For me, a big part of that is reading. It may not sound like much to some, but I try to read at least 25 books every year, with most of those being non-fiction. Depending on your industry, there are also many wonderful online classes that you can take for little to no cost. Some of my favorites have been via Lynda.com, Mediabistro, and CreativeLive.
Whatever it is, just never stop learning and improving, and remember to pass that mentality along to the rest of your team.
Rule #33: Never, Ever Argue with a Customer
Even the most obnoxious customers want to give you their business, and their money is worth exactly the same amount as that of the sweet, kind, gracious customers.
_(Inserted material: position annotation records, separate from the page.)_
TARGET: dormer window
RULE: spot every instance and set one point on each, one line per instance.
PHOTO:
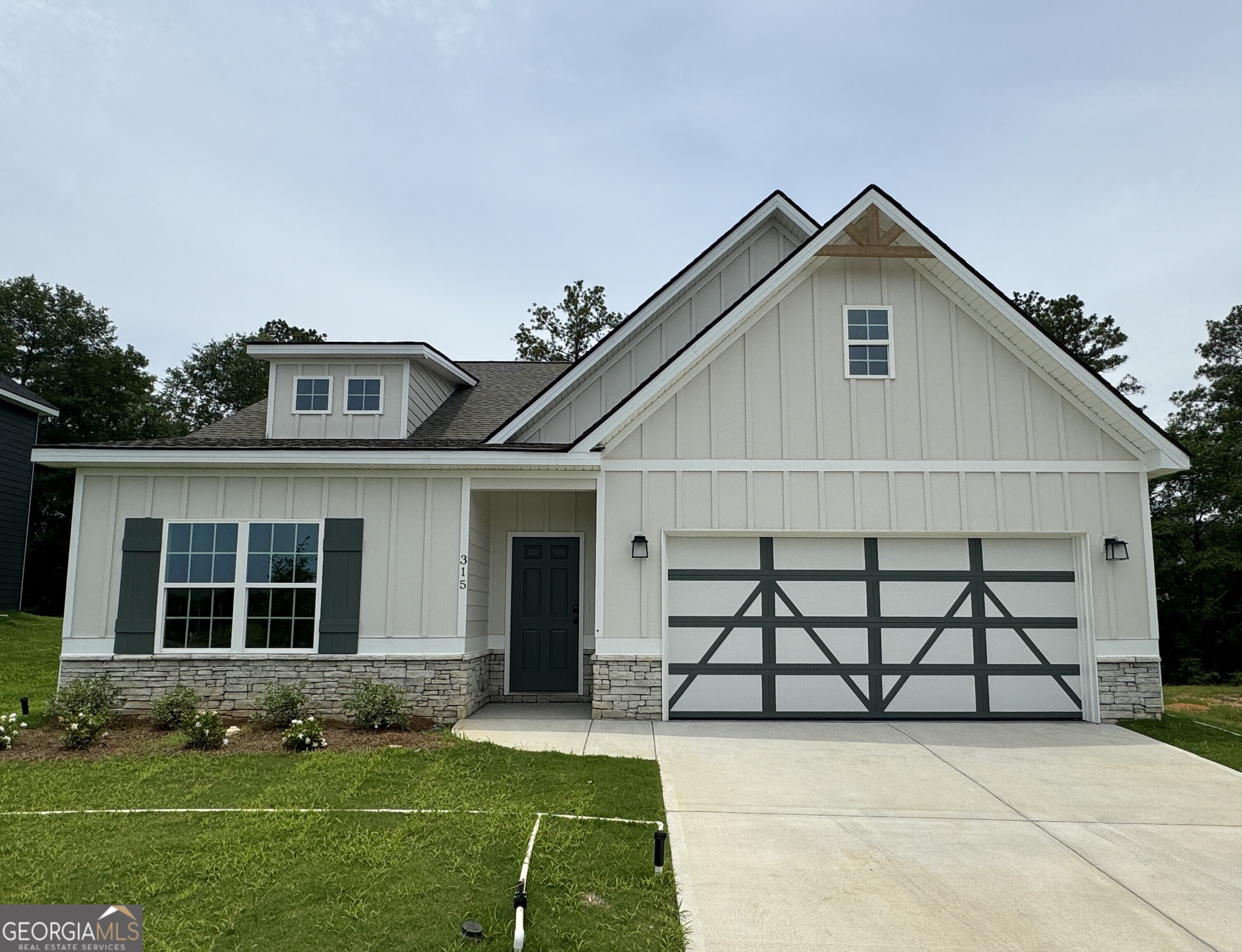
(868, 342)
(364, 395)
(312, 395)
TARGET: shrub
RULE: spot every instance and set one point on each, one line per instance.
(82, 730)
(174, 709)
(377, 705)
(305, 735)
(9, 731)
(284, 703)
(205, 731)
(97, 697)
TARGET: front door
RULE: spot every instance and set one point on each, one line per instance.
(543, 626)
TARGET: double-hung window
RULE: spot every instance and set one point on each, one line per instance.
(269, 602)
(200, 569)
(364, 395)
(868, 332)
(312, 395)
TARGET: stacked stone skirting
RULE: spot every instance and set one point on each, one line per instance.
(444, 689)
(1130, 689)
(628, 687)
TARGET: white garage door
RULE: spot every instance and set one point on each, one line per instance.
(872, 628)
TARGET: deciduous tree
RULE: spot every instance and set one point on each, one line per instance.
(64, 348)
(1197, 517)
(220, 378)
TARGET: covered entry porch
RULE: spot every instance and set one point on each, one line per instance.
(528, 586)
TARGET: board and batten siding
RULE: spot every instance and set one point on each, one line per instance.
(770, 436)
(18, 432)
(664, 334)
(338, 425)
(780, 393)
(479, 571)
(538, 512)
(428, 391)
(412, 544)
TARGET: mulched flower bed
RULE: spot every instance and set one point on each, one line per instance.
(135, 736)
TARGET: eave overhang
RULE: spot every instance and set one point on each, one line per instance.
(267, 458)
(412, 350)
(1149, 442)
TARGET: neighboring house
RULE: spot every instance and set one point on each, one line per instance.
(20, 412)
(827, 472)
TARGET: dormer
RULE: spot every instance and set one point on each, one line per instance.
(354, 390)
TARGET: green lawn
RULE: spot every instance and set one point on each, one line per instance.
(339, 881)
(334, 881)
(1204, 720)
(30, 648)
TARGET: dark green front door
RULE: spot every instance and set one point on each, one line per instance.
(543, 628)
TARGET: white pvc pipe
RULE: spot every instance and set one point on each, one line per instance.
(520, 933)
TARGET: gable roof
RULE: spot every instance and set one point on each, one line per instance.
(775, 205)
(1162, 452)
(14, 393)
(461, 422)
(414, 350)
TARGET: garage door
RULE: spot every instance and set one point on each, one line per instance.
(872, 628)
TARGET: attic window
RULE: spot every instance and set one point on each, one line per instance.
(312, 395)
(868, 340)
(364, 395)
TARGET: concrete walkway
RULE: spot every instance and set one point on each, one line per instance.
(932, 836)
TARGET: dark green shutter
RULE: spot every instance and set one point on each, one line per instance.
(342, 586)
(140, 586)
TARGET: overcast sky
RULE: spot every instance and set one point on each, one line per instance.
(428, 171)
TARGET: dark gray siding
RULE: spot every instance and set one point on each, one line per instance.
(18, 430)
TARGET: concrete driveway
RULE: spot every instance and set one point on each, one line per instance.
(936, 836)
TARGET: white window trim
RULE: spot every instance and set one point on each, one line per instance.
(312, 376)
(240, 586)
(845, 338)
(363, 412)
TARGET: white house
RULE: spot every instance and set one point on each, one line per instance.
(826, 472)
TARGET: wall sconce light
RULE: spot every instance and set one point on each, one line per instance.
(1116, 550)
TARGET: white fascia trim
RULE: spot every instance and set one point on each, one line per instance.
(443, 367)
(778, 281)
(1006, 307)
(29, 404)
(315, 459)
(874, 466)
(725, 248)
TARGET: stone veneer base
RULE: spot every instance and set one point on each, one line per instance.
(1130, 689)
(444, 689)
(628, 688)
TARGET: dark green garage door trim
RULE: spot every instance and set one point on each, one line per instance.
(977, 590)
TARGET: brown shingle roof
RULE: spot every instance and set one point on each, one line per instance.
(461, 422)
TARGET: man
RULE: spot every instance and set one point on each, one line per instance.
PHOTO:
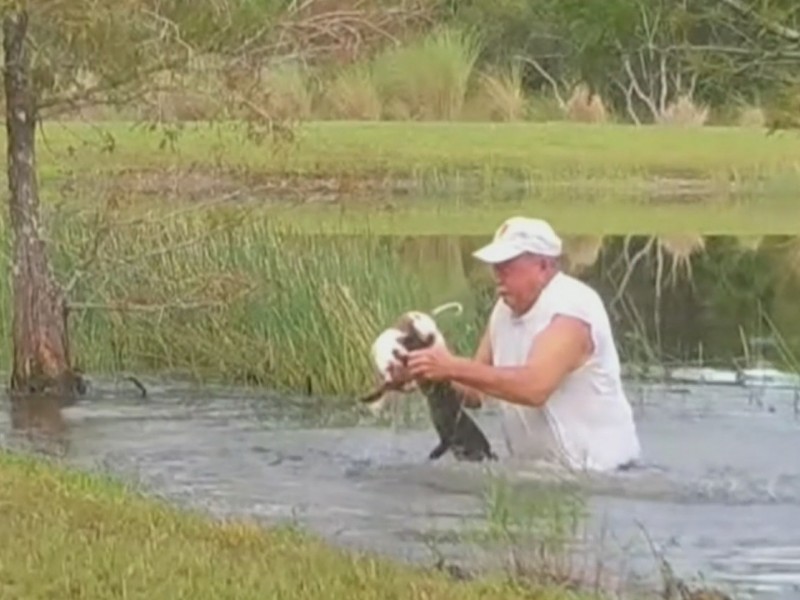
(548, 355)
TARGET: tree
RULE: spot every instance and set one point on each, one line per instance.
(63, 55)
(46, 45)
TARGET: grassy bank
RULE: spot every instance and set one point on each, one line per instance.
(231, 294)
(222, 294)
(478, 154)
(81, 536)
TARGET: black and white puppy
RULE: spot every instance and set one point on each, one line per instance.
(457, 430)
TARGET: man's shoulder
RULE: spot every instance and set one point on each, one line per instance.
(577, 287)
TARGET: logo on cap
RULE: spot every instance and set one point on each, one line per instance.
(501, 230)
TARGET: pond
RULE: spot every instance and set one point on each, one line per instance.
(708, 337)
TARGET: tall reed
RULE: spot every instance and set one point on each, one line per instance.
(226, 295)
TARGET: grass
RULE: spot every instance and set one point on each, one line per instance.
(79, 535)
(482, 154)
(221, 294)
(233, 294)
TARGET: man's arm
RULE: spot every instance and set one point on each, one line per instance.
(473, 398)
(560, 348)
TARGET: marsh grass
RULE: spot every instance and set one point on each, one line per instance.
(427, 79)
(81, 535)
(223, 294)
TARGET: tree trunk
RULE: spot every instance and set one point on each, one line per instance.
(41, 361)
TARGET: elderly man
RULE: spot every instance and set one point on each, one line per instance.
(548, 355)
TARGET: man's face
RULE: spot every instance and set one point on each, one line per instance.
(519, 280)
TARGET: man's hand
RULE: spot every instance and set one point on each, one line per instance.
(434, 363)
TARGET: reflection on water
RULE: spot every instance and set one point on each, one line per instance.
(719, 493)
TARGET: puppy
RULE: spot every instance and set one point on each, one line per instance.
(457, 430)
(389, 352)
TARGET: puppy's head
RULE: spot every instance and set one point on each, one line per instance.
(419, 331)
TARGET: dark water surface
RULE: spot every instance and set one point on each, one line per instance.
(719, 493)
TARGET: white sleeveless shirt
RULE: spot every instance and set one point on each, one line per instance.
(587, 422)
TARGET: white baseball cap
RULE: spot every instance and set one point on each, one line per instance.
(518, 235)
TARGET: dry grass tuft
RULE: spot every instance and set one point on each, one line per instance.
(683, 112)
(500, 94)
(585, 107)
(351, 94)
(582, 251)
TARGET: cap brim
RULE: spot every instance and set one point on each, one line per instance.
(496, 252)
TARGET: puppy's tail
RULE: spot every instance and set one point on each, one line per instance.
(374, 395)
(448, 306)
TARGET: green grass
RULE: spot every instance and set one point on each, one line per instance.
(77, 535)
(605, 215)
(536, 153)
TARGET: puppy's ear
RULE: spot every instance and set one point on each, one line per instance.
(400, 356)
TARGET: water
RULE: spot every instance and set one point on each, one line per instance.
(719, 493)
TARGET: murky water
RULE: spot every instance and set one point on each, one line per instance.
(719, 493)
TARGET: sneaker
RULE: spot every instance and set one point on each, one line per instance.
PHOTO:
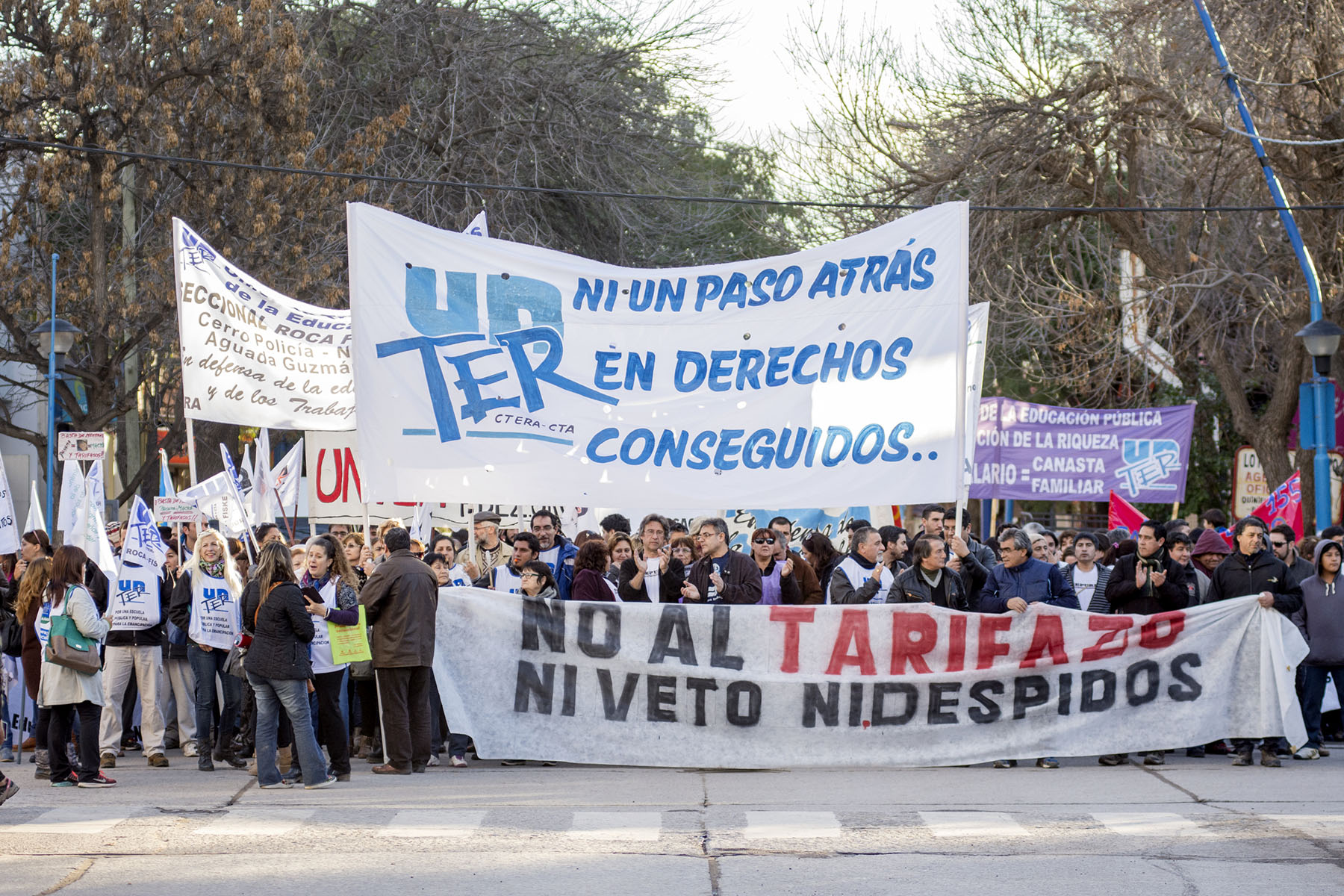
(101, 781)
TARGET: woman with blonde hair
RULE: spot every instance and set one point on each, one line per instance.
(205, 605)
(31, 610)
(279, 667)
(66, 692)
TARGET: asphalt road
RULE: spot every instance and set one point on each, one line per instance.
(1191, 827)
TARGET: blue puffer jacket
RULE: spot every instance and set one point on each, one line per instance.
(1033, 581)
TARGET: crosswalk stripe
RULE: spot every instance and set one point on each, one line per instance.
(972, 824)
(617, 825)
(1149, 824)
(791, 825)
(1327, 827)
(255, 822)
(433, 822)
(73, 820)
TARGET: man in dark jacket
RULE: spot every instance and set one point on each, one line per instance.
(1253, 570)
(1144, 583)
(721, 575)
(1021, 579)
(1322, 625)
(401, 601)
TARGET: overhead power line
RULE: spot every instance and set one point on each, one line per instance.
(615, 193)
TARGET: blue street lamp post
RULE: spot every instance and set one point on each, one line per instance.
(54, 337)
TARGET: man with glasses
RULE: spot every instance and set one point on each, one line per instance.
(1253, 570)
(721, 575)
(556, 551)
(1283, 541)
(808, 582)
(652, 575)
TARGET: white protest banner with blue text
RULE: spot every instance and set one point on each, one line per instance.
(495, 371)
(900, 684)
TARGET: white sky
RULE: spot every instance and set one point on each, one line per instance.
(762, 87)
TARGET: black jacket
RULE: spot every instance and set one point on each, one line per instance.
(1125, 597)
(1239, 575)
(281, 635)
(912, 588)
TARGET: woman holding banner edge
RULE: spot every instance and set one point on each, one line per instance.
(329, 598)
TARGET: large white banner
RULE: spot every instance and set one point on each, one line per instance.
(747, 687)
(507, 373)
(252, 355)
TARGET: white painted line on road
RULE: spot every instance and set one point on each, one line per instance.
(1327, 827)
(972, 824)
(791, 825)
(1149, 824)
(255, 822)
(617, 825)
(433, 822)
(73, 820)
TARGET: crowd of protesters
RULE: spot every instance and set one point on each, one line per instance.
(241, 668)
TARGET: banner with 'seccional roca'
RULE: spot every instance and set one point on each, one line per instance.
(252, 355)
(753, 687)
(512, 373)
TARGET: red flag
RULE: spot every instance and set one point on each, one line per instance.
(1284, 505)
(1124, 514)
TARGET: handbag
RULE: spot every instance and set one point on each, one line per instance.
(70, 648)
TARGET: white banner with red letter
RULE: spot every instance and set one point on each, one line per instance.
(747, 687)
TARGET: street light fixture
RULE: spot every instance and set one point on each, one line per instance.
(1322, 340)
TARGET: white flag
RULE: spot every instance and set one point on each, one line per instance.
(72, 496)
(141, 544)
(8, 523)
(287, 474)
(477, 227)
(35, 521)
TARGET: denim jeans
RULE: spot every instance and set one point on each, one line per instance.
(292, 694)
(1313, 691)
(206, 665)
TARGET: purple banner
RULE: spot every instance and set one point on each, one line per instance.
(1043, 453)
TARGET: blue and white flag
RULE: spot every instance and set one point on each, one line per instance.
(141, 544)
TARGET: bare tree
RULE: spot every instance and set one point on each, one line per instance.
(1048, 105)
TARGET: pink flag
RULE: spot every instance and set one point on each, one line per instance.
(1284, 505)
(1124, 514)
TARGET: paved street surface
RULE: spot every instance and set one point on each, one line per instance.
(1192, 827)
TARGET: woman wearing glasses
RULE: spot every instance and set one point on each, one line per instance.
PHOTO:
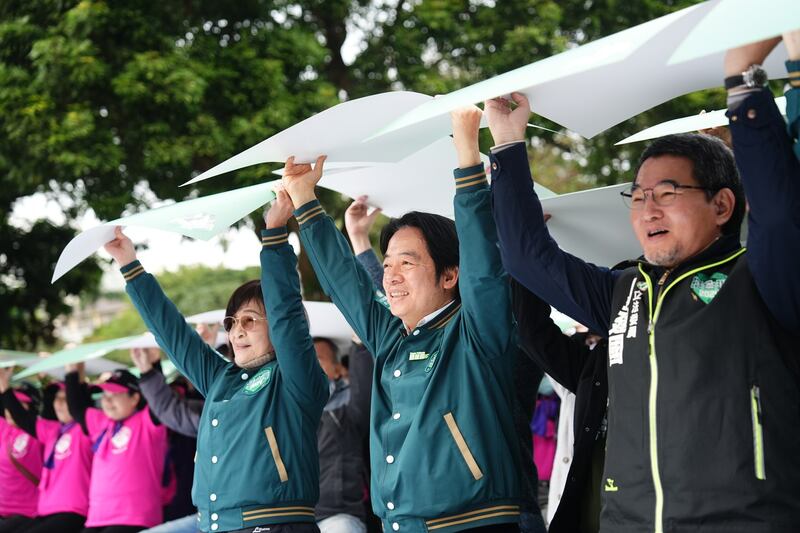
(257, 463)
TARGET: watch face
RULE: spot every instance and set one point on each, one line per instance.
(755, 76)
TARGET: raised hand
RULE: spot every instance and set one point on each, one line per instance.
(300, 180)
(358, 223)
(121, 248)
(507, 124)
(280, 211)
(466, 125)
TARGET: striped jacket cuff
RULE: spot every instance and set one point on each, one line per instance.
(271, 238)
(470, 179)
(132, 270)
(793, 68)
(308, 212)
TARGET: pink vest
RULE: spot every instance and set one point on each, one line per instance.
(128, 465)
(18, 494)
(68, 462)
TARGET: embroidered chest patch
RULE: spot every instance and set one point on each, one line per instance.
(706, 287)
(418, 356)
(259, 381)
(120, 440)
(431, 362)
(63, 444)
(20, 446)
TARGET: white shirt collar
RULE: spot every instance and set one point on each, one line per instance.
(428, 318)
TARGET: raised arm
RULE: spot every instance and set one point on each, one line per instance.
(178, 414)
(23, 418)
(579, 289)
(361, 368)
(339, 273)
(770, 173)
(482, 281)
(542, 340)
(192, 356)
(78, 399)
(288, 326)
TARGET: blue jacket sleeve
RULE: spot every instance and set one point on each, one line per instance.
(193, 358)
(288, 326)
(793, 104)
(483, 283)
(770, 173)
(343, 279)
(578, 289)
(361, 370)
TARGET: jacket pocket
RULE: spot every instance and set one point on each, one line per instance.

I’ll admit it; this was definitely the hardest rule for me. In fact, it was a related scenario that marked the end of my days in customer service. (Long story short, I felt we were being taken advantage of by a customer and refused to bend on the issue.)
While I firmly believe the rule has limits, in general it is one to work by. Nice customers and mean ones all have the same money, and unfortunately a successful organization has to be ready and willing to deal with both in order to be truly successful.
Rule #38: Keep Doing It Better
Great companies have the mentality of champion athletes and great artists and visionary inventors: they never stop searching for ways to improve.
Jim Collins wrote, “Good is the enemy of great… Few people attain great lives, in large part because it is just so easy to settle for a good life.” We’ll dive deeper in that when I review Collins’ book Good to Great, but the fact remains. Great companies, and great people for that matter, never stop working to be better.
Sometimes it can be very easy to fall into a state of contentment in your work, but while I think it’s good to be happy in your situation, there is always room for change and betterment… especially considering how quickly technology has changed the landscape of business and service in recent years.
It’s a lot easier to accept these rules as truth knowing that Lee Cockerell is the epitome of “practice what you preach.” He too has since left Disney, but continues to work with them teaching at the Disney Institute, writing books on leadership and management, and consulting for organizations around the world. I look forward to checking out his latest, Career Magic, but definitely recommend checking out The Customer Rules no matter what area of business you’re in.